I'm trying to implement Zhang's algorithm for camera calibration in MATlab. The steps to do that should be pretty straight forward and easy to implement, especially using MATLab. However, I've been stuck at a point where I'm getting complex numbers where I should be getting real numbers.
If any of you has done this before, you know exactly what has to be done.The first step would be to take images of a checkerboard and calculate the homography mapping between the model plane and the image plane using the below equation(I'm basically going to include most of my code because it's very small):
for i=1:n
p=[X(i,:) z -x(i,1).*X(i,1) -x(i,1).*X(i,2) -x(i,1)];
q=[z X(i,:) -x(i,2).*X(i,1) -x(i,2).*X(i,2) -x(i,2)];
E=[E;p;q];
end
where X holds the homogeneous coordinates of the checkerboard corners in the world plane and x holds the homogeneous coordinates in the image plane.
Next step would be solving the equation EH = 0 to get H:
[u d v]=svd(E);
H= v(:,end);
H= reshape(H,3,3)';
I'm not going to go through the details of what each variable is in the remaining code because I'm assuming that I'll be getting help from people who have already done this (it's a pretty popular algorithm), so I'll just put the code as is with some commentary:
vij = @(i,j,H) [ H(i,1)*H(j,1)
H(i,1)*H(j,2) + H(i,2)*H(j,1)
H(i,2)*H(j,2)
H(i,3)*H(j,1) + H(i,1)*H(j,3)
H(i,3)*H(j,2) + H(i,2)*H(j,3)
H(i,3)*H(j,3) ];
G = [ vij(1,2,H)'; (vij(1,1,H)-vij(2,2,H))' ];
V = [ V; G ];
of course in the above chunk of code we're inside a loop that runs for as many times as there are images
Up next is the most straight forward part of the whole algorithm where you just can't go wrong, where we calculate the intrinsic parameters:
[u1,d1,v1] = svd( V );
b = v1(:,end);
v0 = ( b(2)*b(4)-b(1)*b(5) ) / ( b(1)*b(3)-b(2)^2 );
lambda = b(6) - ( b(4)^2 + v0*(b(2)*b(4)-b(1)*b(5)) ) / b(1);
b(1)
alpha = sqrt( lambda / b(1) );
beta = sqrt( lambda*b(1) / (b(1)*b(3)-b(2)^2) );
gamma = -b(2)*alpha^2*beta / lambda;
u0 = gamma*v0 / beta - b(4)*alpha^2 / lambda;
A = [ alpha gamma u0;
0 beta v0;
0 0 1 ]
Then, we need to account for the difference in square sizes between the image plane and the world plane so we build a normalization matrix:
N = [ 2/width 0 -1
0 2/height -1
0 0 1 ];
Where height and width are those of the image in pixels.

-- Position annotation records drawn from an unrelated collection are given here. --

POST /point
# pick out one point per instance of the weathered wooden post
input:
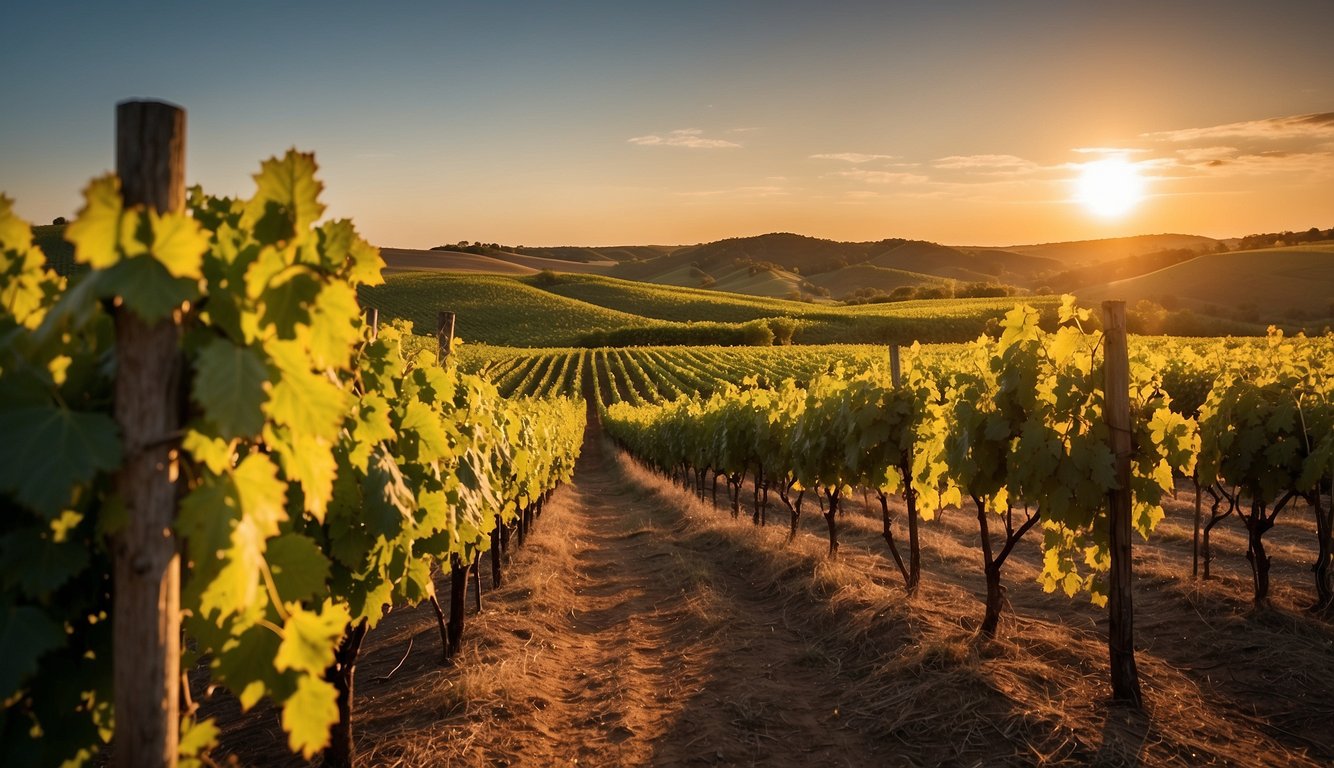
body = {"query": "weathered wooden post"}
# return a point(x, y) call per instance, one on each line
point(443, 335)
point(1121, 634)
point(914, 575)
point(146, 614)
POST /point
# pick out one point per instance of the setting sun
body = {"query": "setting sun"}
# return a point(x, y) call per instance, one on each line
point(1109, 187)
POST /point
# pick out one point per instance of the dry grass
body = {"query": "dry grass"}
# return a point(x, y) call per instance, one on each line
point(640, 626)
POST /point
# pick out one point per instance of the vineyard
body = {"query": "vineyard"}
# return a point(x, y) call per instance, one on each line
point(226, 486)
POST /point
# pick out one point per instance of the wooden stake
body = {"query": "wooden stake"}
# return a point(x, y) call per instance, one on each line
point(1121, 640)
point(443, 335)
point(146, 614)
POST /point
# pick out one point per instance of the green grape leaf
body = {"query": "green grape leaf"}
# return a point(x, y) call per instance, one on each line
point(387, 500)
point(263, 496)
point(48, 450)
point(287, 300)
point(310, 462)
point(147, 288)
point(308, 403)
point(39, 563)
point(196, 739)
point(179, 244)
point(308, 715)
point(286, 200)
point(211, 451)
point(340, 246)
point(300, 571)
point(246, 664)
point(334, 328)
point(310, 638)
point(26, 635)
point(96, 232)
point(231, 386)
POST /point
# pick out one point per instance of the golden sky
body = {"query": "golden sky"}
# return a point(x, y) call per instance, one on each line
point(611, 123)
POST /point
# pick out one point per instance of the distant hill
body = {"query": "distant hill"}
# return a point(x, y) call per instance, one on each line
point(598, 254)
point(1275, 282)
point(1085, 252)
point(492, 263)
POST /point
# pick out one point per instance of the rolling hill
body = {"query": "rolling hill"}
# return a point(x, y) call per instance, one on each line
point(1273, 279)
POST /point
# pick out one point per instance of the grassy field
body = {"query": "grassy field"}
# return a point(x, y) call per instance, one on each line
point(1270, 280)
point(579, 310)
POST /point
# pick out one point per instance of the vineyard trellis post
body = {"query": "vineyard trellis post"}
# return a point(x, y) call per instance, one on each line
point(146, 606)
point(443, 334)
point(1121, 638)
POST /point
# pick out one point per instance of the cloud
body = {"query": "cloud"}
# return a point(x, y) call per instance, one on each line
point(994, 164)
point(1318, 126)
point(1230, 162)
point(687, 138)
point(1109, 151)
point(882, 176)
point(851, 158)
point(755, 191)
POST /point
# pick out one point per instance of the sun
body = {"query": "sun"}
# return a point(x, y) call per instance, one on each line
point(1109, 187)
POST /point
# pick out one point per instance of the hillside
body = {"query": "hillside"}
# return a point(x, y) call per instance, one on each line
point(1273, 280)
point(1085, 252)
point(408, 260)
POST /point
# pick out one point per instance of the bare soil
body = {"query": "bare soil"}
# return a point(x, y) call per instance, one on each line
point(642, 627)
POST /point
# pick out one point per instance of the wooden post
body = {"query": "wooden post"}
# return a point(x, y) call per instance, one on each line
point(1121, 635)
point(146, 614)
point(443, 335)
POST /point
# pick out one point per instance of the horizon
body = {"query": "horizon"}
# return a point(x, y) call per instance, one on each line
point(957, 123)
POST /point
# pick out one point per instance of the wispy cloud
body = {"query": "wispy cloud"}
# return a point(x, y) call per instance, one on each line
point(1318, 126)
point(855, 158)
point(991, 164)
point(687, 138)
point(1291, 144)
point(754, 191)
point(882, 176)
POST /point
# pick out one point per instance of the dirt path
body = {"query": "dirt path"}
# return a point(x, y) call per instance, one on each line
point(615, 642)
point(639, 627)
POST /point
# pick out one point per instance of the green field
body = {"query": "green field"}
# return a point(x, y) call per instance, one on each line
point(583, 310)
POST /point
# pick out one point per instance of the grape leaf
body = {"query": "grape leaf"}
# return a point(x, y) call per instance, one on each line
point(286, 200)
point(96, 232)
point(179, 244)
point(147, 288)
point(308, 715)
point(26, 635)
point(50, 450)
point(310, 638)
point(231, 386)
point(299, 568)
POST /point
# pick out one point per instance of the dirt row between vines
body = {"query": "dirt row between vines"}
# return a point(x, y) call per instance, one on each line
point(642, 627)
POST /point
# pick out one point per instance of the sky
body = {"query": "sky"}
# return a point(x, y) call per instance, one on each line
point(544, 123)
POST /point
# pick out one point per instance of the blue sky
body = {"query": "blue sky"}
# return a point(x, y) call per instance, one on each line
point(602, 123)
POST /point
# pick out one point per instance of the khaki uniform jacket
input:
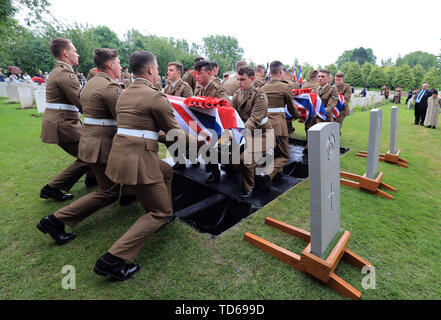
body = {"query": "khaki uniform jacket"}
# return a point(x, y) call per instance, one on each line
point(98, 98)
point(253, 109)
point(259, 83)
point(127, 79)
point(181, 89)
point(216, 80)
point(92, 73)
point(61, 126)
point(213, 90)
point(313, 85)
point(279, 94)
point(135, 160)
point(231, 86)
point(190, 79)
point(329, 96)
point(345, 90)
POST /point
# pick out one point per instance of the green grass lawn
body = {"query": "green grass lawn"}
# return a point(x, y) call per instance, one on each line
point(400, 237)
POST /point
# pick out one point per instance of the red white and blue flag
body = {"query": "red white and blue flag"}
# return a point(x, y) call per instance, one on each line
point(299, 76)
point(309, 105)
point(202, 121)
point(340, 106)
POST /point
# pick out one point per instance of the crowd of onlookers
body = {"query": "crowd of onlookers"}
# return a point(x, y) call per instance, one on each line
point(39, 78)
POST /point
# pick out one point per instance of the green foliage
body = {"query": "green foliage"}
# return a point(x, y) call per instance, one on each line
point(366, 71)
point(404, 77)
point(376, 77)
point(332, 68)
point(418, 74)
point(224, 50)
point(353, 75)
point(426, 60)
point(432, 78)
point(360, 55)
point(390, 73)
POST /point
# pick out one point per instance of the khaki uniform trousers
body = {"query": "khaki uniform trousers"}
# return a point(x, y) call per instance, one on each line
point(69, 176)
point(156, 200)
point(107, 193)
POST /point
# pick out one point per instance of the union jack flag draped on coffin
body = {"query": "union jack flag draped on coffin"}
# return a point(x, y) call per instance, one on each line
point(340, 106)
point(308, 103)
point(207, 113)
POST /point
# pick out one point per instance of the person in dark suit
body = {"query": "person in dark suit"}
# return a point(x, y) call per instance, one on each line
point(421, 105)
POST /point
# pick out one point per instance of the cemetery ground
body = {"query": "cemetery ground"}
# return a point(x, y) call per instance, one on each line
point(399, 237)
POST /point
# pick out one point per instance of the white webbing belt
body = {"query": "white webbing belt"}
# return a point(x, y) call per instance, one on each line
point(62, 106)
point(147, 134)
point(274, 110)
point(101, 122)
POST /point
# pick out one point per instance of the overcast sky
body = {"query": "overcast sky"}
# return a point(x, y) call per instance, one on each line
point(317, 32)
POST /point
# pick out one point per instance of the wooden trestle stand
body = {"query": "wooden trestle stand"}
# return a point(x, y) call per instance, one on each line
point(308, 263)
point(388, 157)
point(362, 182)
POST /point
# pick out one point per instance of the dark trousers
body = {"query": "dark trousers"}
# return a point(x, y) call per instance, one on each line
point(420, 113)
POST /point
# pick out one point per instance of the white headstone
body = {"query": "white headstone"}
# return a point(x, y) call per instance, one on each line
point(393, 129)
point(324, 184)
point(26, 95)
point(40, 100)
point(3, 91)
point(375, 125)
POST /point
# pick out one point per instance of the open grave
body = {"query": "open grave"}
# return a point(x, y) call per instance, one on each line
point(214, 208)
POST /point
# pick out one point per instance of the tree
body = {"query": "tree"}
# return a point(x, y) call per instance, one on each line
point(426, 60)
point(354, 75)
point(224, 50)
point(360, 55)
point(332, 68)
point(418, 74)
point(404, 77)
point(431, 78)
point(390, 73)
point(376, 77)
point(366, 71)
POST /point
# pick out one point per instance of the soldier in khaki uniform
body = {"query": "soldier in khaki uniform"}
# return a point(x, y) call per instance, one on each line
point(231, 86)
point(98, 99)
point(260, 78)
point(279, 95)
point(61, 123)
point(190, 76)
point(207, 88)
point(142, 111)
point(177, 87)
point(312, 83)
point(92, 72)
point(327, 93)
point(215, 71)
point(345, 90)
point(127, 78)
point(252, 105)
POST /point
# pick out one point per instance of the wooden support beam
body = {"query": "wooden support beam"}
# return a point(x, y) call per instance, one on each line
point(338, 251)
point(280, 253)
point(296, 232)
point(339, 285)
point(355, 260)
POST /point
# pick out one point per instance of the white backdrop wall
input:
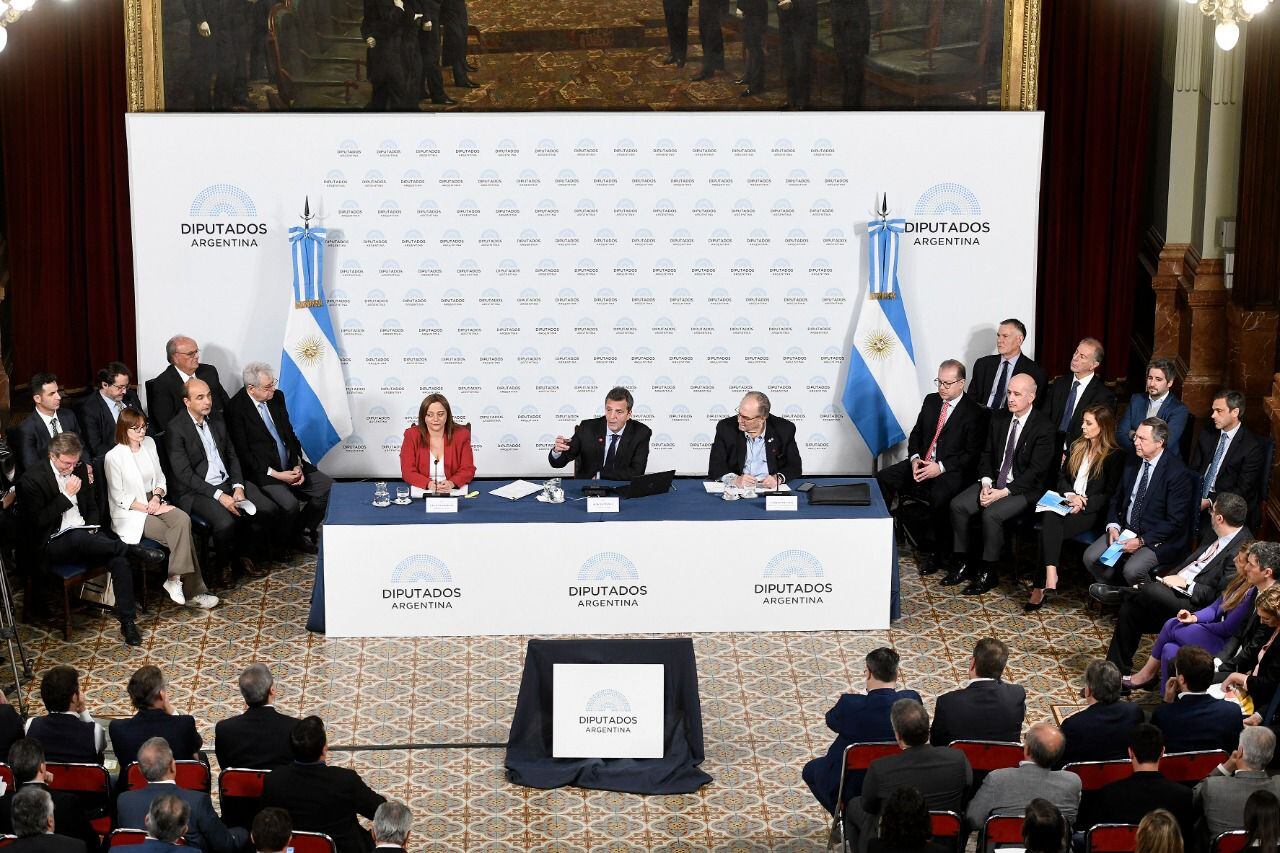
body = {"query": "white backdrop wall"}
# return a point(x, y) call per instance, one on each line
point(524, 264)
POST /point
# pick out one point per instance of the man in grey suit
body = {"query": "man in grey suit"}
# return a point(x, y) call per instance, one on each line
point(941, 775)
point(1220, 797)
point(1009, 789)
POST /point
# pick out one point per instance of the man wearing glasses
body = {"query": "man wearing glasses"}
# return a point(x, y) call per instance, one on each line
point(164, 392)
point(755, 446)
point(942, 452)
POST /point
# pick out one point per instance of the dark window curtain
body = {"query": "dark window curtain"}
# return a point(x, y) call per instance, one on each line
point(1097, 78)
point(67, 190)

Finally, the intrinsics matrix A can be obtained by the below line:
A = N\A;
Now, to make sure that I'm getting accurate results, I compared my results with the calibration tool from caltech ( Bouget ), and for some reason I'm getting u0 and v0 correctly but the rest ( alpha,beta,gamma ) are way off, in fact they're complex numbers.
And I realize that it's because lambda could be negative. Except that, it shouldn't be! and that's the issue!
I've looked at literally hundreds of implementations online and they are all very close to mine but all of them got ALL their intrinsics right. What's mindboggling to me is that my u0 and v0 are EXACTLY right, and the others are just complex jibberish.
Can you please help? I would really appreciate it!!